Surprisingly, it is because Kana’s father planted it by chance that they could sell the cultivar which is comparatively rare in Mie. It was just a few years ago that they found its charm.
It requires 6–7 years to harvest tea leaves after you actually plant it. Nobody knows if they can make harvestable plantations. “In the case of Saemidori, 3,000 among 6,000 tea trees died,” said Mr. Shimizu wryly.
The production of the delicious single origin tea owes Kana’s father first of all.
"Quantity over quality" to "quality over quantity"
The Ministry of Agriculture, Forestry and Fisheries published in March, 2020 that the purchase price of Ichibancha (the first picked tea in the year) dipped below the 2,000 yen level.
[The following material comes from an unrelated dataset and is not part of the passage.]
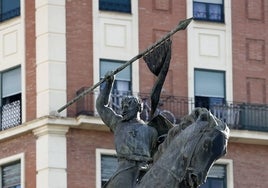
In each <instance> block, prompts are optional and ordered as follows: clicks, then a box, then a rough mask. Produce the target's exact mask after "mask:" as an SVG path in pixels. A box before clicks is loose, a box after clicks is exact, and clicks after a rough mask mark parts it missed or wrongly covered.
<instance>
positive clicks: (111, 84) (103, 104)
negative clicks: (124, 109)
mask: <svg viewBox="0 0 268 188" xmlns="http://www.w3.org/2000/svg"><path fill="white" fill-rule="evenodd" d="M113 82H114V76H108V77H107V79H106V81H105V82H104V83H103V84H104V87H103V89H102V90H101V91H100V94H99V96H98V98H97V101H96V108H97V111H98V113H99V115H100V117H101V119H102V121H103V122H104V123H105V124H106V125H107V126H108V127H109V128H110V129H111V130H112V131H114V130H115V128H116V125H117V123H118V121H120V120H121V119H122V116H120V115H118V114H116V113H115V112H114V110H113V109H112V108H110V107H109V106H108V103H109V96H110V92H111V89H112V86H113Z"/></svg>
The news became a hot topic in the tea industry.
In fact, more people are enjoying drinking tea on a daily basis with plastic bottles and others. However, one of the factors on the whole is that the tea leaf market is shrinking every year.
In addition to mass production, the tea leaves shipped early tend to fetch high prices.
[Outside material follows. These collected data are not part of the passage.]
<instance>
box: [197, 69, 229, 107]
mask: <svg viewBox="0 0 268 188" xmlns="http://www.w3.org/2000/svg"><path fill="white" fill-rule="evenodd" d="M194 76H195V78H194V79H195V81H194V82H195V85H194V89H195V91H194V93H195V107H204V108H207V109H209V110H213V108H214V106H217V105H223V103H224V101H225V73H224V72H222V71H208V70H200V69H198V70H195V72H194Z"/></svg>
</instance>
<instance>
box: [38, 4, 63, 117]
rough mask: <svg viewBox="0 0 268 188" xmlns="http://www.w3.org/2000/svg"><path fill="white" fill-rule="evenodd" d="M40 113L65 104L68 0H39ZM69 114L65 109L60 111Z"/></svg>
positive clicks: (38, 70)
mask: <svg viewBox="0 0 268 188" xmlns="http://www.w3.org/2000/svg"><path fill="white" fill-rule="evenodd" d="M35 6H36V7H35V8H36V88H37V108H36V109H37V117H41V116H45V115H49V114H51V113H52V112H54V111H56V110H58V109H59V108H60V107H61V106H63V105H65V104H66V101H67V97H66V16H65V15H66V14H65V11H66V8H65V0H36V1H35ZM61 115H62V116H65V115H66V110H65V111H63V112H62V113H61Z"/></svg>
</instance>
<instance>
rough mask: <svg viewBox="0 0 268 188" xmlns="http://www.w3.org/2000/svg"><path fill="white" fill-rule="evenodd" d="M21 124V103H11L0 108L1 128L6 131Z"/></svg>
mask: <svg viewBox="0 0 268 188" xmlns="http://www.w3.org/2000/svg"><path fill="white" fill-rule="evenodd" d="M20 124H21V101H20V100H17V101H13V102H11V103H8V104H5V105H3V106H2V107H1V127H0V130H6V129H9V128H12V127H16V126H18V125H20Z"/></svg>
As a result, instead of making good-quality tea, farmers are focusing on how they can produce a lot of tea faster than other farmers, which causes an excessive amount of lower-quality tea leaves in the market. Some view this situation as a critical vicious cycle for tea farmers, where overall purchase prices declined.
"What mattered for tea farmers was shipment volume rather than tea quality. They just wish they could make any money from a wholesaler. One of the factors was such an atmosphere among them," said Seiichi, the husband.
The time to market shincha (first picked tea) gets earlier every year according to the couple. It is at least 10 days earlier than 16 years ago, when they took over the tea farm.
To be honest as consumers, we tend to wish for the first product as early as possible. However, everything has its own season. From the ancient time to the present, tea tastes better with no rush to store deliciousness well.
They send attractions of kabusecha with their own hand
Mr. and Mrs. Shimizu started taking actions to increase customers who buy their tea directly. 10 years ago, they rehabilitated a 70-year-old folk house next to the tea factory and opened “Kabusecha Cafe”
They started single origin tea tasting that included soda pop of kabusecha. Such an activity was to let us enjoy Japanese tea casually.
Collaborating with the government, the busy couple also put an effort in their tea factory tour for local elementary school kids and tea plucking experience at the sincha season to convey the attractions of kabusecha.
“What I found by working at a cafe and a retailer is what tea wholesalers want and what tea consumers want are different. Wholesalers tend to value how beautiful tea’s color is, but customers choose tea by its aroma and flavor,” said Kana.
While keeping producing material tea, they show up at the cafe or at event booths by themselves to listen to customers.
Newcomers developed Suizawa kabusecha
Their first encounter was at a department store in Shinjuku. Kasa was working at a retailer that sold tea from all over the country. Seiichi was a manager of a bakery next to it. Kana returned to her home in the rural area with Seiichi, who was from Tokyo, to take over the tea farm.
Seiichi switched from a baker to a tea farmer. He told us that he was a newcomer with no knowledge, but took advantage of that by getting assistance from locals. He is now acknowledged as one of the leading producers in Suizawa-cho.
It’s been 16 years. I asked them what they wanted to do from now on.
“Some day, I want to make a terrace in the tea farm. This area has a pleasant climate. It would be nice if customers can drink tea while enjoying the view. Because that’s something only tea farmers can do.”
Moving beyond the bounds of tea farmers, Mr. and Mrs. Shimizu work actively on new projects.
”Such a unique taste is very rare for kabusecha,” said other tea farmer in the same industry to the couple. The endorsement gave them confidence.
I believe it was their natural selves that gave the behind-the-scenes tea an individuality of the lead role level.